I often use PPI plus amoxicillin 1g - both twice a day, for 5 days. Followed by PPI plus clarithromycin 500mg and metronidazole 500mg - all twice a day, for another 5 days. Add bismuth or probiotic if intolerance is likely. This has eradication rates around 94%, among the best, which may vary by local factors almost no one measures.

Substitute erythromycin for clarithromycin if cost is a concern - but this is almost as cheap as the treatment gets. Add levofloxacin to make it costlier and for rare treatment failures.

More than you want to know;
https://www.bucommunitymedicine.org/h-pylori-regimens/

The OP mentions other conditions which make the more common treatment regimes unwise.

Personally, the part I find criminal is that we can have a dozen posters talking about the price of a standard generic drug and find a dozen different prices for it that can vary by over 30x.

Having competition to reduce the cost of health care shouldn’t be about searching the market for the right magic words to speak to the CVS pharmacist so they don’t screw you blind on the price.

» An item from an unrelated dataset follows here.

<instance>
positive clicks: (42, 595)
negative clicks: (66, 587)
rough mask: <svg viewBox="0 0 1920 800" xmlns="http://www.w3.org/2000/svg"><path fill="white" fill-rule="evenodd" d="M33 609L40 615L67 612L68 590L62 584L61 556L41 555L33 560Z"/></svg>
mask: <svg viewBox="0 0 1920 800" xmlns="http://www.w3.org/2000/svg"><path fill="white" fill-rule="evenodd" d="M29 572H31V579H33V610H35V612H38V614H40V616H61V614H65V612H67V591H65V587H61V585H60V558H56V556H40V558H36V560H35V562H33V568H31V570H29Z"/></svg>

This is a fair point. But it is still very hard to conclude tetracycline as being the only option, even if the circumstances make it more common. Amoxicillin, clarithromycin, levofloxacin and metronidazole are different classes. I don’t want to get into drug-drug interactions and allergies due to privacy issues.

Tetracycline costs pennies and that price is unreasonable. Because allergies and odd circumstances are not rare, Sandford’s is a guide that shows bacterial sensitivities to second and third line antibiotics too. I’ve used Septra before. In this case, there are other options. But the pricing is the point. That’s some crazy pricing.

Sure, but there is reason to believe the doctor did go through multiple strategies with the op and took the time to explain his thinking. He probably has no idea of the current price of tetracycline, or he would have taken that into account too. He sounds like a thoughtful practitioner.

In practical terms, the OPs greatest issue is whether it’s prudent to delay treatment over the weekend to wait till he can talk to his doctor. But your post sounds like you think this doctor is an idiot. I don’t think there’s evidence to support that.

Understandable. I would assume a tetracycline tablet cost a penny to make and sold for a quarter. The quoted prices seem usurious. I understand medical summaries on boards do not represent the full picture and so my practice is not to criticize a doctor or other provider without knowing all the facts.